Possible Issues in Optimizer

  1. The state attribute in the opt. class is a defaultdict which helps to add new parameter states in the state dict as they are being used while training. But once you save the optimizer state_dict and load it back, the state attribute is a dict and not a defaultdict which assumes that before saving, all the parameters in the network are present in the state dict.
    I believe, when loading the opt. using a saved state_dict the state attribute should be a defaultdict. Such behavior was also noticed by this post.

  2. In the optimizer’s param key of the param_groups the order of the parameters (in which they were given to the optimizer’s init) matters.
    In load_state_dict the snippet shows this :
    id_map = {old_id: p for old_id, p in zip(chain(*(g['params'] for g in saved_groups)), chain(*(g['params'] for g in groups)))} state = {id_map.get(k, k): v for k, v in state_dict['state'].items()}

Now consider model (when using, say, Adam optimizer)
class Model(nn.Module): def __init__(self): super(Model, self).__init__() self.p1 = nn.Linear(2,3, False) self.p2 = nn.Linear(3,4, False)

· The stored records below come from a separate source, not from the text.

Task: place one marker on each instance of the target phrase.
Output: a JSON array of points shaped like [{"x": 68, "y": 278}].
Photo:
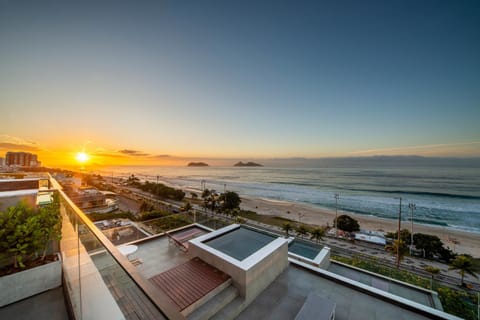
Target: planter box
[{"x": 30, "y": 282}]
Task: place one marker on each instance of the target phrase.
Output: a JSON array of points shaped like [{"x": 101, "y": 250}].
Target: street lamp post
[
  {"x": 336, "y": 214},
  {"x": 398, "y": 234},
  {"x": 412, "y": 207}
]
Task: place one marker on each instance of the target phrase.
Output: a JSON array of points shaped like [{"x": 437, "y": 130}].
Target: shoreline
[{"x": 468, "y": 242}]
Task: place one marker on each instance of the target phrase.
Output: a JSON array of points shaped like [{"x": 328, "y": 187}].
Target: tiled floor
[
  {"x": 284, "y": 298},
  {"x": 47, "y": 305}
]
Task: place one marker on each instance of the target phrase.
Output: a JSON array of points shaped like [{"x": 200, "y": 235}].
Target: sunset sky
[{"x": 168, "y": 81}]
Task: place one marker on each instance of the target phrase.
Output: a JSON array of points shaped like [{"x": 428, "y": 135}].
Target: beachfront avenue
[{"x": 339, "y": 246}]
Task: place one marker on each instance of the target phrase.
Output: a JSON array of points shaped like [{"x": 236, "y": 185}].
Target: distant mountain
[
  {"x": 197, "y": 164},
  {"x": 248, "y": 164}
]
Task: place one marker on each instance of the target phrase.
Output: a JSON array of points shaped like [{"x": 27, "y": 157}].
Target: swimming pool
[
  {"x": 240, "y": 243},
  {"x": 303, "y": 249}
]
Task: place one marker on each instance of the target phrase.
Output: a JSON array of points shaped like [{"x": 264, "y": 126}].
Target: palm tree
[
  {"x": 302, "y": 230},
  {"x": 318, "y": 234},
  {"x": 463, "y": 264},
  {"x": 397, "y": 248},
  {"x": 433, "y": 271},
  {"x": 287, "y": 227}
]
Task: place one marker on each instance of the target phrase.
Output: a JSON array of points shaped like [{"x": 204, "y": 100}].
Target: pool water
[
  {"x": 240, "y": 243},
  {"x": 304, "y": 249}
]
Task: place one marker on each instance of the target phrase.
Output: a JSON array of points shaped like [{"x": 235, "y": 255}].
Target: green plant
[
  {"x": 25, "y": 232},
  {"x": 302, "y": 230},
  {"x": 347, "y": 223},
  {"x": 318, "y": 234},
  {"x": 463, "y": 264},
  {"x": 398, "y": 249},
  {"x": 433, "y": 271},
  {"x": 287, "y": 227}
]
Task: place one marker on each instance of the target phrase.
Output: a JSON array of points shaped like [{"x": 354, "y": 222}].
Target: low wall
[{"x": 251, "y": 275}]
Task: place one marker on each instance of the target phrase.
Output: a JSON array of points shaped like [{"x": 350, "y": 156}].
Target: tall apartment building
[{"x": 23, "y": 159}]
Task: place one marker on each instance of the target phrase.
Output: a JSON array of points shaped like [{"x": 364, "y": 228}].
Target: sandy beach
[{"x": 467, "y": 242}]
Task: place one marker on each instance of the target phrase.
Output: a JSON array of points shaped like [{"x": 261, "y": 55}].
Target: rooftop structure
[
  {"x": 21, "y": 159},
  {"x": 198, "y": 273}
]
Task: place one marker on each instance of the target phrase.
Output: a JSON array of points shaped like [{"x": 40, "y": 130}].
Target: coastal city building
[
  {"x": 28, "y": 190},
  {"x": 21, "y": 159},
  {"x": 199, "y": 272}
]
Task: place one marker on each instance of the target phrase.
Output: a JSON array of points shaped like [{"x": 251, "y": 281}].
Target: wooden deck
[
  {"x": 189, "y": 282},
  {"x": 133, "y": 303}
]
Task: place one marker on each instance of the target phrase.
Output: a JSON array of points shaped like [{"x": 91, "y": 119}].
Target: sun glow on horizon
[{"x": 82, "y": 157}]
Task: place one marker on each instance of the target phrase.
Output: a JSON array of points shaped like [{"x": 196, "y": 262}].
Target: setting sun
[{"x": 82, "y": 157}]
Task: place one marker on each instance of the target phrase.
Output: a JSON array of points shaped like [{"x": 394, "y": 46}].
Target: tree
[
  {"x": 433, "y": 271},
  {"x": 398, "y": 249},
  {"x": 287, "y": 227},
  {"x": 346, "y": 223},
  {"x": 463, "y": 263},
  {"x": 317, "y": 234},
  {"x": 405, "y": 236},
  {"x": 26, "y": 232},
  {"x": 144, "y": 206},
  {"x": 431, "y": 244},
  {"x": 206, "y": 193},
  {"x": 230, "y": 200},
  {"x": 302, "y": 230},
  {"x": 187, "y": 207}
]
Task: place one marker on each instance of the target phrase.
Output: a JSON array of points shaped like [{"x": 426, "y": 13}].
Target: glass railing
[{"x": 101, "y": 283}]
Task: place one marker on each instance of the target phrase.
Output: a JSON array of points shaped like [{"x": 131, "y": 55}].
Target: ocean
[{"x": 444, "y": 196}]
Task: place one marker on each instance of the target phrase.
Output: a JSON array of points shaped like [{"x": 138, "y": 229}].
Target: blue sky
[{"x": 243, "y": 79}]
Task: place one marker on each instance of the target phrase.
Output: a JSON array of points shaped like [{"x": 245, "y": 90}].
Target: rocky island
[
  {"x": 247, "y": 164},
  {"x": 197, "y": 164}
]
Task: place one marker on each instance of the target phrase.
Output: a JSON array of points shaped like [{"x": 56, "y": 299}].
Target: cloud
[
  {"x": 470, "y": 148},
  {"x": 16, "y": 143},
  {"x": 133, "y": 153}
]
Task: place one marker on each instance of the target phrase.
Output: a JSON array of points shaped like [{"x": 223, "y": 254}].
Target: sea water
[{"x": 444, "y": 196}]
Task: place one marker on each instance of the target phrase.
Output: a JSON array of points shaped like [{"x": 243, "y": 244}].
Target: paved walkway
[{"x": 413, "y": 264}]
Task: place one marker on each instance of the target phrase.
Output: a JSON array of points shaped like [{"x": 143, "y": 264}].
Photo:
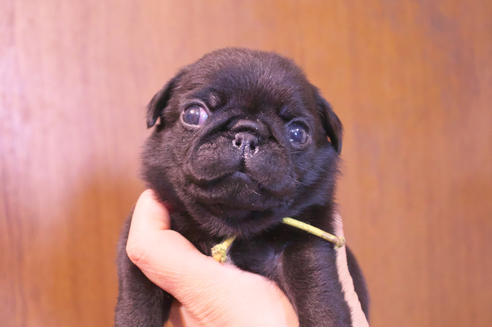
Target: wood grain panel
[{"x": 411, "y": 81}]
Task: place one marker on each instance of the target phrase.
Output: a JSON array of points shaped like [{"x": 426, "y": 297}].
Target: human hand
[{"x": 208, "y": 293}]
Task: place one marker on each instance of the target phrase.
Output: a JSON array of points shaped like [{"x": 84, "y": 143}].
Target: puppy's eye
[
  {"x": 297, "y": 133},
  {"x": 194, "y": 115}
]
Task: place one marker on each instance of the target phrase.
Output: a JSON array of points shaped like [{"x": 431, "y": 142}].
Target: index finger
[{"x": 149, "y": 215}]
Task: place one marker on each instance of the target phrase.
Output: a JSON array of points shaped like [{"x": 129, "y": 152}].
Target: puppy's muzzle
[
  {"x": 246, "y": 143},
  {"x": 247, "y": 137}
]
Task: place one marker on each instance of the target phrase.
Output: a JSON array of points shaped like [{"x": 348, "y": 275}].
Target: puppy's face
[{"x": 242, "y": 140}]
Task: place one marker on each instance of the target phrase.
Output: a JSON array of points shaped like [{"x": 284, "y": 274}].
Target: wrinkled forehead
[{"x": 252, "y": 83}]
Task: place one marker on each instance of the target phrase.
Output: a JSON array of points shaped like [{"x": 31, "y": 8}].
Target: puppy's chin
[{"x": 236, "y": 205}]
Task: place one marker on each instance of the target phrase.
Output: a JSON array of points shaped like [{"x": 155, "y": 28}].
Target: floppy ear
[
  {"x": 331, "y": 122},
  {"x": 159, "y": 102}
]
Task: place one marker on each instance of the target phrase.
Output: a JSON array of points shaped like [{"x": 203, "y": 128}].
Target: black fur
[{"x": 194, "y": 171}]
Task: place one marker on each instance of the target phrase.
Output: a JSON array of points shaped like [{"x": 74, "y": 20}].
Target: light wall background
[{"x": 410, "y": 80}]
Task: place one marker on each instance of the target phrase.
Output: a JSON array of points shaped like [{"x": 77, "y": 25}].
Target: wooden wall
[{"x": 411, "y": 81}]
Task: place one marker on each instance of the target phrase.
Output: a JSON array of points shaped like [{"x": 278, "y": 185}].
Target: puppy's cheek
[{"x": 273, "y": 170}]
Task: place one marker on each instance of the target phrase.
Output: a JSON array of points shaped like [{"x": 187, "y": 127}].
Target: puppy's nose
[
  {"x": 246, "y": 142},
  {"x": 256, "y": 127}
]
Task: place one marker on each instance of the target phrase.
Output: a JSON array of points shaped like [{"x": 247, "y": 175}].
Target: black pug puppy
[{"x": 242, "y": 140}]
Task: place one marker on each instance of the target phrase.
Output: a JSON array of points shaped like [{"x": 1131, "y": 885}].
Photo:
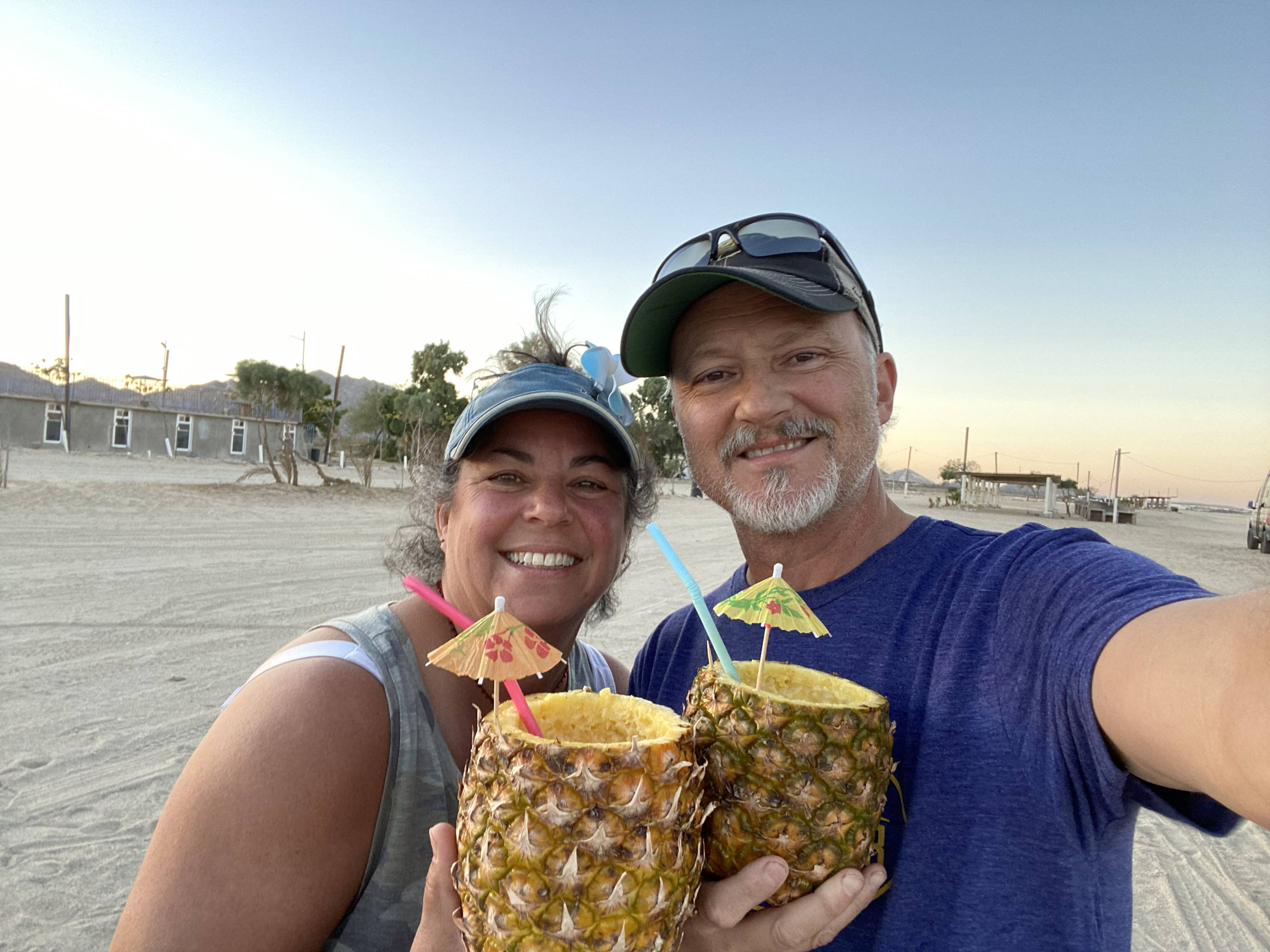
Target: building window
[
  {"x": 52, "y": 423},
  {"x": 122, "y": 428}
]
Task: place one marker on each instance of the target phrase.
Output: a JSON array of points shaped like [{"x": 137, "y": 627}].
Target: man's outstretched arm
[{"x": 1183, "y": 696}]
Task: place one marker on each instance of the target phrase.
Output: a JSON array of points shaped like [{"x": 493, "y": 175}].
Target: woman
[{"x": 301, "y": 820}]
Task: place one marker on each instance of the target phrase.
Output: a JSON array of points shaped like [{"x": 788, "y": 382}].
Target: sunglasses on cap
[{"x": 761, "y": 237}]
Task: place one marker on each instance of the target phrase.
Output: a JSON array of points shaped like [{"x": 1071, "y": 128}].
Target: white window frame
[
  {"x": 125, "y": 414},
  {"x": 238, "y": 429},
  {"x": 186, "y": 421},
  {"x": 50, "y": 409}
]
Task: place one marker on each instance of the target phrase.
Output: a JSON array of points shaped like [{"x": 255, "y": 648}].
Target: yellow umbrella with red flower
[
  {"x": 771, "y": 602},
  {"x": 503, "y": 648}
]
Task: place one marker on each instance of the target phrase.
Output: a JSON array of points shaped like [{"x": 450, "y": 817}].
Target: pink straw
[{"x": 433, "y": 598}]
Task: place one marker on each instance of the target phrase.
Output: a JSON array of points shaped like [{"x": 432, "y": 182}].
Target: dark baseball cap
[
  {"x": 543, "y": 386},
  {"x": 794, "y": 258}
]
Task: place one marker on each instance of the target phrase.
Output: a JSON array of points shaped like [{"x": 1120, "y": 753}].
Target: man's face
[{"x": 780, "y": 407}]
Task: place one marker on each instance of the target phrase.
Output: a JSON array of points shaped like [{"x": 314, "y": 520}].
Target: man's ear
[
  {"x": 441, "y": 518},
  {"x": 886, "y": 365}
]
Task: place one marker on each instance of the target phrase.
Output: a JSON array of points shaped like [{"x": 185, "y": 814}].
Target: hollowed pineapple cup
[
  {"x": 798, "y": 770},
  {"x": 586, "y": 838}
]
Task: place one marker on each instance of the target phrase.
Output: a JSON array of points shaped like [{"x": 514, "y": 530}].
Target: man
[{"x": 1044, "y": 683}]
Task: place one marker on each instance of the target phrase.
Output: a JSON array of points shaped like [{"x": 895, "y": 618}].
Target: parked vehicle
[{"x": 1259, "y": 532}]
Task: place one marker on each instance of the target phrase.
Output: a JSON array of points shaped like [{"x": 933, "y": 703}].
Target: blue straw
[{"x": 698, "y": 601}]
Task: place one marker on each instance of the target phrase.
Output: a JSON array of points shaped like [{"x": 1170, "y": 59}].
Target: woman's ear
[{"x": 441, "y": 517}]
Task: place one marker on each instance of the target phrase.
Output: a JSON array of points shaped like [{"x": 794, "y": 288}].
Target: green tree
[
  {"x": 54, "y": 371},
  {"x": 267, "y": 386},
  {"x": 654, "y": 428},
  {"x": 952, "y": 470},
  {"x": 430, "y": 405}
]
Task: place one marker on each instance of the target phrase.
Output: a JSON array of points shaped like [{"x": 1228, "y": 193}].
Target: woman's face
[{"x": 539, "y": 517}]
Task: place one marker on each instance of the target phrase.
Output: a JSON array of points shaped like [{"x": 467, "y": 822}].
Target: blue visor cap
[{"x": 538, "y": 386}]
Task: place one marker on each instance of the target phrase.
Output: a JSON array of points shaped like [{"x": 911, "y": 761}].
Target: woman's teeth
[
  {"x": 545, "y": 560},
  {"x": 792, "y": 445}
]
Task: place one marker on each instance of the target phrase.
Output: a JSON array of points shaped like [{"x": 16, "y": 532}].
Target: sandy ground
[{"x": 136, "y": 594}]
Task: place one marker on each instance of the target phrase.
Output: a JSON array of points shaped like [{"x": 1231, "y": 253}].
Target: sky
[{"x": 1062, "y": 210}]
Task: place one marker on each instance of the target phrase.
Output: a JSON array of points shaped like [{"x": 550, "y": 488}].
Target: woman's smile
[{"x": 539, "y": 559}]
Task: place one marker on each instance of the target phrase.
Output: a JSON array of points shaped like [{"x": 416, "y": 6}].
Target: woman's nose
[{"x": 548, "y": 504}]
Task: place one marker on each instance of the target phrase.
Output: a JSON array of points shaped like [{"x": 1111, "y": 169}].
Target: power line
[{"x": 1189, "y": 479}]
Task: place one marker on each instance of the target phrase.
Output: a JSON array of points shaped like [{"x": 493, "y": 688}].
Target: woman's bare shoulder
[{"x": 271, "y": 822}]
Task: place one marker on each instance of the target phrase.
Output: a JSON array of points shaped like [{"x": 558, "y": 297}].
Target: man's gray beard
[
  {"x": 778, "y": 509},
  {"x": 775, "y": 509}
]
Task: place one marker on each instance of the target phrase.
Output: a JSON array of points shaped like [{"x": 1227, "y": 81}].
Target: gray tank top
[{"x": 421, "y": 787}]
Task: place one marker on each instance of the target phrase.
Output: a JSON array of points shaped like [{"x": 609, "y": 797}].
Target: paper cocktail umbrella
[
  {"x": 500, "y": 647},
  {"x": 529, "y": 639},
  {"x": 771, "y": 602}
]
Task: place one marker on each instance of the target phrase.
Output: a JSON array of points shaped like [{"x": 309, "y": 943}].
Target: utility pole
[
  {"x": 1115, "y": 490},
  {"x": 334, "y": 403},
  {"x": 163, "y": 390},
  {"x": 966, "y": 456},
  {"x": 303, "y": 337},
  {"x": 66, "y": 393}
]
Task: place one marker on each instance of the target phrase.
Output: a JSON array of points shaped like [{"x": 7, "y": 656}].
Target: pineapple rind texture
[
  {"x": 802, "y": 781},
  {"x": 573, "y": 846}
]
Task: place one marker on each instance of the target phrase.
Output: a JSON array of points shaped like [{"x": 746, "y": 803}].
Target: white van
[{"x": 1259, "y": 535}]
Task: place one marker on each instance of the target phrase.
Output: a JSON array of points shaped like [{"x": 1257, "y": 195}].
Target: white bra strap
[{"x": 343, "y": 650}]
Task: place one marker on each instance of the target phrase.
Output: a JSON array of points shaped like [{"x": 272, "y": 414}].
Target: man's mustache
[{"x": 790, "y": 428}]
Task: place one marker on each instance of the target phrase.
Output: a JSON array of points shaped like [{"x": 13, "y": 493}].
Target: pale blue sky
[{"x": 1062, "y": 209}]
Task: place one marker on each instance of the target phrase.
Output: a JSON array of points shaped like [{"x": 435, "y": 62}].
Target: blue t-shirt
[{"x": 1020, "y": 825}]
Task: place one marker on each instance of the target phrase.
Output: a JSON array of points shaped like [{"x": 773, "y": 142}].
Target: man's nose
[
  {"x": 548, "y": 504},
  {"x": 761, "y": 399}
]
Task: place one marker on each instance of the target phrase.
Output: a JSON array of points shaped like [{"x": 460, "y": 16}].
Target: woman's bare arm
[{"x": 266, "y": 836}]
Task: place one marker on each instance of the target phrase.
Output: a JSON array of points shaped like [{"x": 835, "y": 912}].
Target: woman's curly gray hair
[{"x": 416, "y": 549}]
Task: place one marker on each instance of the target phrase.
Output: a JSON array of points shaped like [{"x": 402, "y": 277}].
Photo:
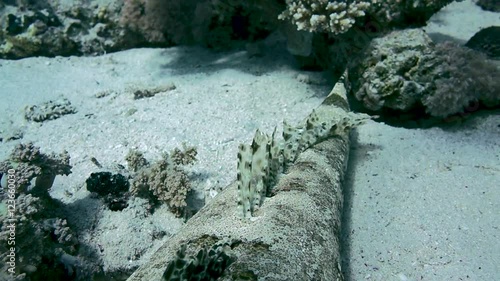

Now after saving, if the order in which the parameters are defined in the model changes i.e. if I change the class to have
self.p2 = nn.Linear(3,4, False) self.p1 = nn.Linear(2,3, False)
the loaded optimizer’s state for p1 will be mapped to p2 and vice-versa. I tried this and this indeed happens which is wrong and now training cannot proceed (step() will, rightly so, give an error).
The nn.Module class is robust to such behavior as it uses parameter names instead of id ordering.

Shouldn’t the optimizer also use parameter names instead of ids and relying on the ordering in which they are supplied to the optimizer when initializing?

this is totally worth fixing IMO, can you open an issue with the exact contents on https://github.com/pytorch/pytorch

Cool. I opened two issues, #1488 and #1489